Let's tune all the algorithms if we can get more accuracy

In [None]:
# First Let's tune KNN
train_score = []
test_score  = []

# Let's create a list for different neighbors
neighbors = range(1, 21)

# Setup knn instance
knn = KNeighborsClassifier()

# loop through different neighbors
for i in neighbors:
    knn.set_params(n_neighbors = i)
    
    # Fit the model
    knn.fit(X_train, y_train)
    
    # Update the training score list
    train_score.append(knn.score(X_train, y_train))
    
    # Update the test score list
    test_score.append(knn.score(X_test, y_test))

In [None]:
# Let's Plot And Viusalize The KNN Tunned Model
plt.plot(neighbors, train_score, label= "Train score")
plt.plot(neighbors, test_score, label= "Test score")
plt.xlabel("Neighbors")
plt.ylabel("Model Accuracy")
plt.legend()

print(f"Maximum KNN score on Test data: {max(test_score)*100 :.2f}%")

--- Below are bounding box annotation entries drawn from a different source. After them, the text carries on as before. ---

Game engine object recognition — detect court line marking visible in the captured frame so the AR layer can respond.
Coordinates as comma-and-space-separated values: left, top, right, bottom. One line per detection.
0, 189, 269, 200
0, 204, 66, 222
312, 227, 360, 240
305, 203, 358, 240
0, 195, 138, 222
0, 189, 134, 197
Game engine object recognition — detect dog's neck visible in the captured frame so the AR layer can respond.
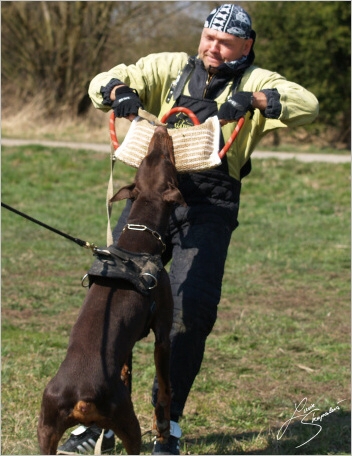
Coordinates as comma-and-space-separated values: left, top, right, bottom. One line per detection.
117, 201, 171, 255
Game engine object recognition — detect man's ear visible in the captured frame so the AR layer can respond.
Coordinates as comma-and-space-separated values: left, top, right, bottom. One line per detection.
110, 183, 139, 203
163, 184, 187, 206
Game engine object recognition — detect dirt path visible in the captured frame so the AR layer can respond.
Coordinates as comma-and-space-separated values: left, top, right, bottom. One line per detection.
1, 138, 351, 163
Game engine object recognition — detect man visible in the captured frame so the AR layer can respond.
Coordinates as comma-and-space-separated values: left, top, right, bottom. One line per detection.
60, 4, 318, 454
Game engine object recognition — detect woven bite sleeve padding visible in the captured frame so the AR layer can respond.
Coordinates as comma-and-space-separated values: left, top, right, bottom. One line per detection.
115, 116, 221, 173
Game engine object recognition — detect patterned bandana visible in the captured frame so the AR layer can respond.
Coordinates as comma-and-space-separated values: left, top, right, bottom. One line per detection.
204, 4, 252, 39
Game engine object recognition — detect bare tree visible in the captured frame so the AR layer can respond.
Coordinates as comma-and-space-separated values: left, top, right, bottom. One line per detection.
1, 1, 204, 117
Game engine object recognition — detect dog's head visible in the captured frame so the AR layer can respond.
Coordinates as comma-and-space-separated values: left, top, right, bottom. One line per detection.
110, 127, 186, 206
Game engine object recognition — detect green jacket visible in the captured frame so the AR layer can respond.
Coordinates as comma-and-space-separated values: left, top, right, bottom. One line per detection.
89, 52, 319, 180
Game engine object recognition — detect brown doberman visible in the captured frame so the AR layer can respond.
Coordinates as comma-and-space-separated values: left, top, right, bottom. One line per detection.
37, 127, 185, 454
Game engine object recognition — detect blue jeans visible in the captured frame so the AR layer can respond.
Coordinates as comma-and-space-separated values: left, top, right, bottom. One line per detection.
113, 201, 237, 420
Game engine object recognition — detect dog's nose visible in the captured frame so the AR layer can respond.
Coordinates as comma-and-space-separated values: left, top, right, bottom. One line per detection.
154, 126, 167, 133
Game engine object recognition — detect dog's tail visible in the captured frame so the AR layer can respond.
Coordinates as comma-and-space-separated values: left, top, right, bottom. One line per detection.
72, 401, 103, 424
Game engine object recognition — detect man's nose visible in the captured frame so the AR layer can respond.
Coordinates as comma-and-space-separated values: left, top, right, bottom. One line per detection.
210, 40, 219, 51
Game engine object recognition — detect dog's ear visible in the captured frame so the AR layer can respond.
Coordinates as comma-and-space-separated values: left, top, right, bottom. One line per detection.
110, 183, 139, 203
163, 183, 187, 206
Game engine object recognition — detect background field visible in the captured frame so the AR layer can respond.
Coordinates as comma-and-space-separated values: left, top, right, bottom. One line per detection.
1, 146, 351, 454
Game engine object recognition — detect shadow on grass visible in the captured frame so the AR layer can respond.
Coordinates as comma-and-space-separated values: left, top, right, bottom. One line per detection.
186, 411, 351, 455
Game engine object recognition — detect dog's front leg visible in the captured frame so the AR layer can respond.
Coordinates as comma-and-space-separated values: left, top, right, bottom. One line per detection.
153, 337, 171, 441
37, 409, 64, 454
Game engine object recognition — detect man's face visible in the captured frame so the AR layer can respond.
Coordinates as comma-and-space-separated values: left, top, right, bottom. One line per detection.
198, 28, 253, 69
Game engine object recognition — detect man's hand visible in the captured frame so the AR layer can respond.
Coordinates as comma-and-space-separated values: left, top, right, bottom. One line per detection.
218, 92, 254, 124
111, 85, 143, 117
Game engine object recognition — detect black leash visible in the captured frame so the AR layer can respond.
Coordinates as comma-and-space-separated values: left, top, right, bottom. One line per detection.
1, 202, 100, 252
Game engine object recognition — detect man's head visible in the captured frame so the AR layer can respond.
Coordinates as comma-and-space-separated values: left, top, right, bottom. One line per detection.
198, 4, 253, 69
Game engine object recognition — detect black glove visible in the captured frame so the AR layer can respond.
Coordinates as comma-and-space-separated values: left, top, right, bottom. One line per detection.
111, 86, 143, 117
218, 92, 254, 120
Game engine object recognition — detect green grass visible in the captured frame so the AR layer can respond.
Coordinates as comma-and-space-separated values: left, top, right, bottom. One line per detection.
1, 146, 350, 454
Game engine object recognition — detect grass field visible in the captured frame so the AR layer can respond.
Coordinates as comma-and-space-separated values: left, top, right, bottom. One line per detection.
1, 146, 351, 455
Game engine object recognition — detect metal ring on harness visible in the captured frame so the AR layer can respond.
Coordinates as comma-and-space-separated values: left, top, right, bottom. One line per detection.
141, 272, 158, 290
81, 274, 89, 288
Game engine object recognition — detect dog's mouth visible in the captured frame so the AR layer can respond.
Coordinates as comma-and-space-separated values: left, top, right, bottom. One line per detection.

> So far K-nn has not improved so let's jump into another algorithm tunning

> This time we will tune hyperparameter with Scikit-learn libraries `RandomizedSearchCV` & `GridSearchCV`

## Hyperparameter with RandomizedSearchCV

In [None]:
# Create hyperparametergrid for LogisticRegression

log_reg_grid = {"C": np.logspace(-4, 4, 20),
                "solver": ["liblinear"]}

# Create hyperparameterGrid for RandomForestClassifier
rf_random_grid = {"n_estimators": np.arange(10,1000,50),
                  "max_depth": [None, 3, 5, 10],
                  "min_samples_split": np.arange(2, 20, 2),
                  "min_samples_leaf": np.arange(1, 20, 2)} 

In [None]:
# Let's Tune LogisticRegression
np.random.seed(42)

# Setup Random Hyperparameter search for LogisticRegression
rs_log_reg = RandomizedSearchCV(LogisticRegression(class_weight=class_weights),
                                param_distributions=log_reg_grid,
                                cv=5,
                                n_iter=20,
                                verbose=True)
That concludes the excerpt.